その中で次第にRの不純な行為、奇妙な言動の意味が明らかになっていく。だけど二人の心の距離は一五一四キロメートルよりもきっと遠い。


3月11日の自分は磯辺と同じでした。モニター越しに見る凄惨な光景に心を痛めるフリをしながら、どこか他人事で。
そんな自分自身を知って心苦しく、そんな事を思うのさえ自分の為ではないかと感じさせられた苦笑い思い出。


これを読むあなたは磯辺側か女子高生R側なのか。
ぜひ一度この作品を読まれて感じてください。

心と記憶に残る作品でした。

  • 投稿者: いく   [2021年 12月 04日 07時 36分]
元々読書をするのが好きで、ひょんな事からこの「海のシンバル」と言う作品を見つけて読み始めました。
いざ読み始めると一気に物語の世界観に吸い込まれていき、次々にテンポ良く進んでいく展開に夢中になりました。
高い文章力はもちろんなのですが、何より著者様の独特な表現力に感心する方も多いのではないのでしょうか。
私はすっかりファンの1人になってしまいました。
「海のシンバル」と言う物語の中に絶妙なバランスで、フィクションの箇所があるからこそ、ここまで完成度が高い作品が生まれたのではないのかと思います。

読み終えた後に直ぐに2度目、3度目と読みたくなるそんな素敵な作品です。
素晴らしい作品でした。

冒頭で読むのをやめないで

 純文学とは、物語を通して言語外の感覚を伝える芸術だと思いますが、この小説はまさに、その真骨頂とも言える作品でした。
 いくら言葉で語り尽くそうとも語り尽くせない大切なことを、言語外のメッセージで強く語りかけてきます。

 何度も繰り返し読みたくなる作品です。2度目に読み始めたときには、初見のときとは全く違う景色が見えています。

 純文学の持つ鬱々とした空気感が好きで無いという人も、現実を知る意味で、是非読んでもらいたいです。冒頭で切らないでください。

 中盤からの息を呑む展開をお見逃しなく!

雰囲気があり、惹き込まれる作品でした。

  • 投稿者: 詩音   [2021年 11月 15日 01時 14分]
小説ならではのフワッとした雰囲気と現実が混ざっていて、
惹き込まれながら読むのですが、現実もすごく考えさせられる作品でした。

ノンフィクションではなくて、フィクションの部分があるから読みやすくなっているように感じました。

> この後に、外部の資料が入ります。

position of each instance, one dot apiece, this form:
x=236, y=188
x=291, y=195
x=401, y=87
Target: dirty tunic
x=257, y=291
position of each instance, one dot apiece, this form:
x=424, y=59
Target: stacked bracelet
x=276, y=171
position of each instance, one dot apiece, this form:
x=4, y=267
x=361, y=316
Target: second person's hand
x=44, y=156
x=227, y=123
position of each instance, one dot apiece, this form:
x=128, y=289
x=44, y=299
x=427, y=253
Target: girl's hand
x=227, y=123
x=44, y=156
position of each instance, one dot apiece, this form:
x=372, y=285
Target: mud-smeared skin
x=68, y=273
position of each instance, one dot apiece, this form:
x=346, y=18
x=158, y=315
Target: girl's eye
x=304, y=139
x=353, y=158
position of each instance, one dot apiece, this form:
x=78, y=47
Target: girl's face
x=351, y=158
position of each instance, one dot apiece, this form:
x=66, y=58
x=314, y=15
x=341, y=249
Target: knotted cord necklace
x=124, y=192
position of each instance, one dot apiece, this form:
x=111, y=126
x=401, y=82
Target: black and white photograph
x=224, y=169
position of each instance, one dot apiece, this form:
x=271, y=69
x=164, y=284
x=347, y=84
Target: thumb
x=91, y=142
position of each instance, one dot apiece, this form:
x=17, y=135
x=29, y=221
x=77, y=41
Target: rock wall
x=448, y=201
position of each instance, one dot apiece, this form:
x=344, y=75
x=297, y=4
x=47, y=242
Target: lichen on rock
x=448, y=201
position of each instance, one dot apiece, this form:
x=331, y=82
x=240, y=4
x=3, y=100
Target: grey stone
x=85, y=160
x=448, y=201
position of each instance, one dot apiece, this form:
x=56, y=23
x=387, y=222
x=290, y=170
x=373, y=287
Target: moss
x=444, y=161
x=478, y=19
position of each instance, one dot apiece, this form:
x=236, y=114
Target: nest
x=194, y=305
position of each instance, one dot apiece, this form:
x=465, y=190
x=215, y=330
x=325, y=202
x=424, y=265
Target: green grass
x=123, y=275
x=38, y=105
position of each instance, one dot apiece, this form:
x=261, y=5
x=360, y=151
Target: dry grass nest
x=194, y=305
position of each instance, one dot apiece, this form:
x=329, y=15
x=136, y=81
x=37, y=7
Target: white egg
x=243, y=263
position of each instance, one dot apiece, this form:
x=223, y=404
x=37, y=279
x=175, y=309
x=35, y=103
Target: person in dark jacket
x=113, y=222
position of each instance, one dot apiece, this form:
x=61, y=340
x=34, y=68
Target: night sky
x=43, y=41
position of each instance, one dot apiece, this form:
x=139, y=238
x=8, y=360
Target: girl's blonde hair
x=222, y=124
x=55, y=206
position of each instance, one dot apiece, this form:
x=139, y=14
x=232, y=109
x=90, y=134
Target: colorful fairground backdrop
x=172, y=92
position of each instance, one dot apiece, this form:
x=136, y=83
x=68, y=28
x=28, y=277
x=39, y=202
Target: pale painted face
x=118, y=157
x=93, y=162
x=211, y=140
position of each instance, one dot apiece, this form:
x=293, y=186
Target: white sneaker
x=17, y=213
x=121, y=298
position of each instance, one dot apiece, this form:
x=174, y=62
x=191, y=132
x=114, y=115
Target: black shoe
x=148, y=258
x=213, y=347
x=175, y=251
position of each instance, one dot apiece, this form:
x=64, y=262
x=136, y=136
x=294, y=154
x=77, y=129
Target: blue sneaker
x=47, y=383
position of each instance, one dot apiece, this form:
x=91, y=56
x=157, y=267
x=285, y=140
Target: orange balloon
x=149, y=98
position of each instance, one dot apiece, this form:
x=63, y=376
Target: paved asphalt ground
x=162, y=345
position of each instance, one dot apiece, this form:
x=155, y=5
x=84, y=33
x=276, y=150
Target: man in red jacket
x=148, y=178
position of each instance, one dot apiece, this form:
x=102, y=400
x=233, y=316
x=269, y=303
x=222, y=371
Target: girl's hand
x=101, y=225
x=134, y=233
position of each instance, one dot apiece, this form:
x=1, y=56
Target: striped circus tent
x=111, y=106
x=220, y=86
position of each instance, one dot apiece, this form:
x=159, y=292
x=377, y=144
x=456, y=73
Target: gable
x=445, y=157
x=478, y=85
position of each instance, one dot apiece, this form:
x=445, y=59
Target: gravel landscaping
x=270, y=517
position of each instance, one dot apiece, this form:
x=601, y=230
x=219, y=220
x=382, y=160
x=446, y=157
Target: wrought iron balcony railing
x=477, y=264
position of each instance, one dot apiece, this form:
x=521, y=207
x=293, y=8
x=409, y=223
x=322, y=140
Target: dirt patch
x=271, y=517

毎日ひたすら忙しくしているとこうした大事なことを忘れそうになるので、今回作品を読ませていただけてよかったです。

ぜひ色んな方に読んでもらいたいです!

すばらしい小説でした。

ひたすら書籍化を望む。静謐で、傷つくことを厭わない物語

  • 投稿者: スズ   [2021年 11月 14日 14時 05分]
命を削るかのように、洗練された物語でした。

小説家になろうというサイトの中では、確かに異質な物語かもしれない。

それでも、ラブホテルで行われる気送管ポストでのやり取りに私たちは目をそらしてはいけない。

私が言っていいことではないのかもしれません。

ですが、読んでほしいのです。

この海のシンバルには、その価値があります。

15000人という命を、もがいて、向きあった作品を、どうか、あなたの本棚に。

書籍化を、ずっと、お待ちしてます。

唐突に引き込まれた先に待つのは誰の物語か――

  • 投稿者: 退会済み   [2021年 10月 15日 03時 02分 ()]
管理
自分語りで申し訳ありませんが、私の生涯のテーマは「自分の物語を歩む」です。しかし、初めてこの作品を読ませていただいた7/23時点ではまだ朧げなままでした。

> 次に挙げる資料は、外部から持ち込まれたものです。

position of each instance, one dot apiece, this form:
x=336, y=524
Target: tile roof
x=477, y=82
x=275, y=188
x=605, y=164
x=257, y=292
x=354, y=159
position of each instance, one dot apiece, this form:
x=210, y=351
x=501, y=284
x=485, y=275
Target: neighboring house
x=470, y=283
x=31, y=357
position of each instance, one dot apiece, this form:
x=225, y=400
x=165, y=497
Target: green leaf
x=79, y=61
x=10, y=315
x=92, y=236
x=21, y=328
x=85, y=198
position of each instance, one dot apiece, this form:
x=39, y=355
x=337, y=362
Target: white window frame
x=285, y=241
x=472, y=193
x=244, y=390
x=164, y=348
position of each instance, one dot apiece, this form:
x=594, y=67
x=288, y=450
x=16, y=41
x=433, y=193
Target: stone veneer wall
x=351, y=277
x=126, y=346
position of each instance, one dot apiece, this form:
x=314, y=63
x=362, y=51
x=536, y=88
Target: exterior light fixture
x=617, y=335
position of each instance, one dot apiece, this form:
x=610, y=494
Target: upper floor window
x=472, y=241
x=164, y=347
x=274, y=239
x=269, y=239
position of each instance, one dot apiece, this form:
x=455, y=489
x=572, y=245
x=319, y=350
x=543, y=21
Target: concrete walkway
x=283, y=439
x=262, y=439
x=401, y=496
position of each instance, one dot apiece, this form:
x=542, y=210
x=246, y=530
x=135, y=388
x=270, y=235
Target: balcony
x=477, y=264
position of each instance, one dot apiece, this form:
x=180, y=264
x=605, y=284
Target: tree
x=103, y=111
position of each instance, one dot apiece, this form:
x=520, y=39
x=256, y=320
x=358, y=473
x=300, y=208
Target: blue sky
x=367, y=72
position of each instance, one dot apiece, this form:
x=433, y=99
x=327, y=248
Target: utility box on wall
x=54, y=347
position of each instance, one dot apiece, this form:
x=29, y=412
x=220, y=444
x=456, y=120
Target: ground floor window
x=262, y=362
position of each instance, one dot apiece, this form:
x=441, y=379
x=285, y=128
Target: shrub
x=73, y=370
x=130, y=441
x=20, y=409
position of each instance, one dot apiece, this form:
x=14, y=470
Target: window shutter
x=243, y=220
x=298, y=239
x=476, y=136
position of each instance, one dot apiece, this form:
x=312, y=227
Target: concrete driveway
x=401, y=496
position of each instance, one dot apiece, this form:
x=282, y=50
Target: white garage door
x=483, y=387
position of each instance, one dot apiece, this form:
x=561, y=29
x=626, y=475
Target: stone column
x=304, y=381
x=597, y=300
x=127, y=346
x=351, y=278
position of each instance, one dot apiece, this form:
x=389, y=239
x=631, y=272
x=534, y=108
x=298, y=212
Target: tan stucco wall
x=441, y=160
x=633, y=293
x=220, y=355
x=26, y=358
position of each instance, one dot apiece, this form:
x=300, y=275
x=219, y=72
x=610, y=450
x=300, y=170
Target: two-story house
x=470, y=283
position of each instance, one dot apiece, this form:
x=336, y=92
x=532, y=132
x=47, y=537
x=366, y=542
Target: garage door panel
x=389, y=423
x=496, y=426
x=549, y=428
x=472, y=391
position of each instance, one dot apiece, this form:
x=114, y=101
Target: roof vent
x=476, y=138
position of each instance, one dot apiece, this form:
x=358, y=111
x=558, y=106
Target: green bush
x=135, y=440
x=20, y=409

先ほどTwitterでふと本作を目にし、自分も同じだったのだと思うと、居ても立っても居られずにこれを書いている次第です。

人は忘れてしまう生き物で、失われたものは二度とは戻らない。それでも、忘れてはならないものは誰にでもあるかと思います。

時には美化され、時には腫れ物のように扱われ、やがてはそれぞれの真実を知る者もいなくなる。人間の一生は短く、これ自体はどうすることも出来ません。

それでも、残酷で怠惰で甘美な時間を風化と呼ぶのならば、語部となるに足り得るこの作品にレビューを残すことで自分も抗ってみたいと思う。